I don't really understand multi-valued function. I hope one of you can make me understand it. What I've learned from google, I suppose that a multi-valued function is a binary relation that maps the domain more than once to a single point (i can't describe it well).

So, here, can I conveniently claim that a circle (on the real plane) is a multi-valued function since from one point on the domain we can get $$2$$ points as the range?
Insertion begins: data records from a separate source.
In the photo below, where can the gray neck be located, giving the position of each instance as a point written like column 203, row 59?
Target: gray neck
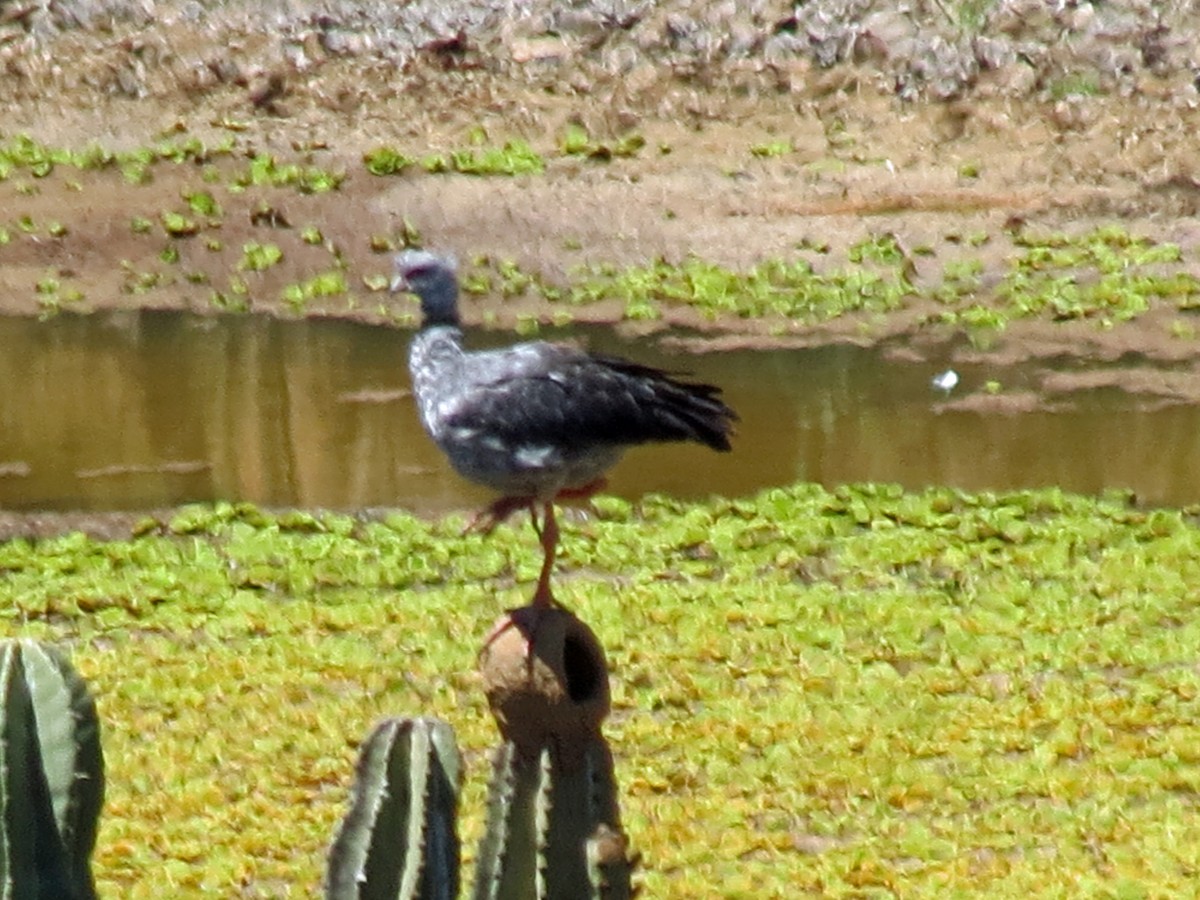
column 439, row 301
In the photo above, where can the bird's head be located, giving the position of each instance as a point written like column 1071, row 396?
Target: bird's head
column 433, row 279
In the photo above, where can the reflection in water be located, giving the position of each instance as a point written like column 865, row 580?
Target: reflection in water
column 142, row 409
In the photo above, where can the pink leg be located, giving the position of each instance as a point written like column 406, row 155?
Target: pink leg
column 583, row 493
column 486, row 520
column 549, row 533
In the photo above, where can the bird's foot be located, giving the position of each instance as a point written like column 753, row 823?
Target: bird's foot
column 486, row 520
column 585, row 492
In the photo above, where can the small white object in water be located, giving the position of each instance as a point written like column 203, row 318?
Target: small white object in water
column 947, row 381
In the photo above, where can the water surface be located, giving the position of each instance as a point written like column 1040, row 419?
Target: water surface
column 143, row 409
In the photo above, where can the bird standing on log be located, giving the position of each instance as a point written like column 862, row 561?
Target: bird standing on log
column 539, row 421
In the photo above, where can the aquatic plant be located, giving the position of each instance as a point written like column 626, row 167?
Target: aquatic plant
column 258, row 257
column 514, row 157
column 577, row 142
column 387, row 161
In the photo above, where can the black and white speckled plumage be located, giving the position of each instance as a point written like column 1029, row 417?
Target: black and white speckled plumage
column 537, row 419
• A circle is a shape, not a function. You can describe a circle in the plane centered at the origin via $x^2+y^2=r^2$. However, if you were to express this as $y=\pm\sqrt{r^2-x^2}$ you see that for every value of $x$, there are two values of $y$. So $y$ is multi-valued, therefore not a function.
– user765629
Oct 26, 2020 at 22:33
• The circle itself is not a function. It is described as the image of the map $\mathbb{R} \to \mathbb{R}^2: t \to (r\sin(t), r\cos(t))$ which is single-valued. If you consider it to be the solution to $y^2 + x^2 = r^2$ then this is a multi-valued function of $x$. The more pedagogical example is the inverse of the function $x^2$. Oct 26, 2020 at 22:35
• @epiliam , please, make clear, why you made that opinion that the circle may not be a function. Oct 27, 2020 at 3:30
• @epiliam , why multivalue may not be a function? This also doesn’t seem a correct statement. Oct 27, 2020 at 3:31
• @Sergei A shape is a geometric object. A function is a mapping $f:X\to Y$. It consists of a rule, and two sets. By its very definition, a function cannot be multi-valued. Note also that the square-root function is a well defined, single-valued function, so your answer is wrong.
– user765629
Oct 27, 2020 at 4:12

The circle $$S$$ can be viewed as a binary relation on $$\Bbb{R}$$, simply because it is a subset of $$\Bbb{R}^2$$. And indeed if $$(x,y)\in S$$ then also $$(x,-y)\in S$$, so if $$y\neq0$$ then this shows that $$S$$ is multivalued. But $$S$$ is not a function on $$\Bbb{R}$$, because it is not defined on all of $$\Bbb{R}$$; there is no $$y\in\Bbb{R}$$ such that $$(2,y)\in S$$, for example. So the circle cannot be viewed as a multivalued function on $$\Bbb{R}$$.
1. We can adjust the domain; viewing the circle $$S$$ as a subset of $$[-1,1]\times\Bbb{R}$$, or even $$[-1,1]^2$$, we do get a multivalued function. This of course relates to the fact that every positive real number has precisely $$2$$ square roots, i.e. the function $$f(x)=\sqrt{1-x^2},$$ can also be interpreted as a $$2$$-valued function on the interval $$[-1,1]$$.
2. We can consider a hyperbola instead, for example the set of all $$(x,y)\in\Bbb{R}^2$$ satisfying $$x^2-y^2=-1.$$ I leave it to you to verify that this defines a $$2$$-valued function on all of $$\Bbb{R}$$.
• Can i have a question please? I'm not sure or maybe don't understand about your first statement. I mean, if $(x,y)\in S \Rightarrow (x,-y)\in S$ I mean, for example i have a unit circle at $(1,2)$ as a center that means $(1,3)\in S$. But we know $(1,-3) \notin S$ Nov 1, 2020 at 3:55
• By "the circle" I meant "the unit circle" throughout my answer, which is the circle of radius $1$ centered at the origin. For your circle you get $(x,4-y)\in S$ if $(x,y)\in S$, and I'm sure you can generalize this to any circle. Nov 1, 2020 at 9:24
$$y=(R^2-x^2)^\frac{1}{2}$$ is multivalue function because exponentiation to a negative even is multivalue by disjunction.